HME

HIERARCHIAL MIXTURE OF EXPERTS

Space Situational Awareness (SSA) involves detecting, tracking, identifying and characterizing resident space objects (RSOs). Electro-optical measurements can be used to estimate important characteristics, such as the size, shape, configuration, rotational dynamics (attitude and angular velocity), and surface properties such as specular and diffuse albedo (reflectivity) of a resident space object (RSO). In addition, estimated features can be used to match or discriminate objects or classes of objects and to identify their behavior.
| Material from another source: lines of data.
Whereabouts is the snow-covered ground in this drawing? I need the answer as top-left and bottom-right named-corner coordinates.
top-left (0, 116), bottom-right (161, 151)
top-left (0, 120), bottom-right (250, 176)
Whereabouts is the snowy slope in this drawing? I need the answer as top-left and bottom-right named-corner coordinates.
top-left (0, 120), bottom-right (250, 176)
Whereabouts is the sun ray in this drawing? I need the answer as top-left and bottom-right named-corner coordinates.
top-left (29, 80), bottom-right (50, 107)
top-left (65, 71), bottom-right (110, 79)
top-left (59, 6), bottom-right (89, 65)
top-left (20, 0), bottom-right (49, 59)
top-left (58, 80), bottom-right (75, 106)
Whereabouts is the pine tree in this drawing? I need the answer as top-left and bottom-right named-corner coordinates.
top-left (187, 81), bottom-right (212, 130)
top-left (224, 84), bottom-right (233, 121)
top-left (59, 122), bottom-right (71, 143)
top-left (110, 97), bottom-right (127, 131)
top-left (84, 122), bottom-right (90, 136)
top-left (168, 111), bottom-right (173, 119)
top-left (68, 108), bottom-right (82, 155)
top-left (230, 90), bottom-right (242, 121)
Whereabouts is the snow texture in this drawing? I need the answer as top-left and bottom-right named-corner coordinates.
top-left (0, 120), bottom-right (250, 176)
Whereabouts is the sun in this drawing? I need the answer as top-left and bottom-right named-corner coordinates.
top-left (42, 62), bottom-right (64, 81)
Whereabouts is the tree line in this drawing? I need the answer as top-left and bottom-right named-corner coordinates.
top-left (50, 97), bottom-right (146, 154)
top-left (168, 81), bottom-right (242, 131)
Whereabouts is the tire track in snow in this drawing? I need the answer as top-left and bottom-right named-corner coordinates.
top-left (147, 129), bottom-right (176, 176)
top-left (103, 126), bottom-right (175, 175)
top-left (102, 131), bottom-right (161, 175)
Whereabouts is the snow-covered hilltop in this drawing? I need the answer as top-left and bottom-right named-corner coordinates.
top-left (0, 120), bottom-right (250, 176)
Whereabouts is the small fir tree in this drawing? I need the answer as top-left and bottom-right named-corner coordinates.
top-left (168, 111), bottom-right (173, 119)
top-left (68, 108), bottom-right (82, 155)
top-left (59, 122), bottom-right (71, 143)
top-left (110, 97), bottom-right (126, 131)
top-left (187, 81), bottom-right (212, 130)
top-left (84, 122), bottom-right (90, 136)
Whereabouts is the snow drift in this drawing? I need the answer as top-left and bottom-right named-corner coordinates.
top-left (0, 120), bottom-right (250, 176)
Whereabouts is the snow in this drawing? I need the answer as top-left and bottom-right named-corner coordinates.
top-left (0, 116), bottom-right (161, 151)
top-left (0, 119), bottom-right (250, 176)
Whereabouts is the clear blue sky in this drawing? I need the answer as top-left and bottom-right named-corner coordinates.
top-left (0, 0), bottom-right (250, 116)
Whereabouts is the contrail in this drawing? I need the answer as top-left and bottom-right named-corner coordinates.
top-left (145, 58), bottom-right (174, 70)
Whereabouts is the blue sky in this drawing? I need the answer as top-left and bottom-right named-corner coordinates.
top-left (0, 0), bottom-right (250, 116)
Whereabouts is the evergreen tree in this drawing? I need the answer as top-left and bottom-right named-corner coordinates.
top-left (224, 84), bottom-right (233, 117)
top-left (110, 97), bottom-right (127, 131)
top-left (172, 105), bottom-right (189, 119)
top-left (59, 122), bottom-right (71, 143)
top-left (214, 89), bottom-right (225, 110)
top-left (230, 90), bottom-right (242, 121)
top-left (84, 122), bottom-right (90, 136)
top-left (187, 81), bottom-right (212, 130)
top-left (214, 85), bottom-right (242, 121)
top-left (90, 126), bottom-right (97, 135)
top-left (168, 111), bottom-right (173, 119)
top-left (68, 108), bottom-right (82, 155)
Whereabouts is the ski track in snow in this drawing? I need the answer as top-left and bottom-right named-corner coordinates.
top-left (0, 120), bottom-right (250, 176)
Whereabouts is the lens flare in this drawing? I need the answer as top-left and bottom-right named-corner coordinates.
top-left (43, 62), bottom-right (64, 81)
Under a Phase I SBIR contract sponsored by Air Force Research Laboratory (AFRL), Emergent Space Technologies, Inc. teamed with the University of Colorado Boulder and The University of Texas at Austin to investigate the use of the Hierarchical Mixture of Experts (HME) to process electro-optical measurements to determine an RSO’s attitude profile. The holistic approach involved the integration of Finite Set Statistics (FISST) algorithms and advanced numerical integration techniques and GPU parallelization with the HME for a robust method to improve the Air Force’s capability to detect, track, identify, characterize and catalog RSOs. The mathematical background of the HME and the assumptions, test scenarios, and results of processing simulated apparent magnitude and angles data including experiments to tune the HME learning rate parameter in Phase 1 is available found here:  http://www.amostech.com/TechnicalPapers/2014/Poster/GAYLOR.pdf.

The results show that the HME is capable of identifying and distinguishing between nadir-pointing, sun-pointing, and spinning objects even though none of the experts in the HME is directly estimating attitude. The paper also shows how the learning parameter selection impacts HME performance.

 

Emergent’s HME Algorithm.A gating networks assign weights to experts with different state dynamics models. Weights are determined using measurement residuals and their corresponding covariance, with higher weights going to experts that better predict the values of incoming measurements. Experts can be grouped into banks based on what characteristic of the dynamics models they vary from the nominal.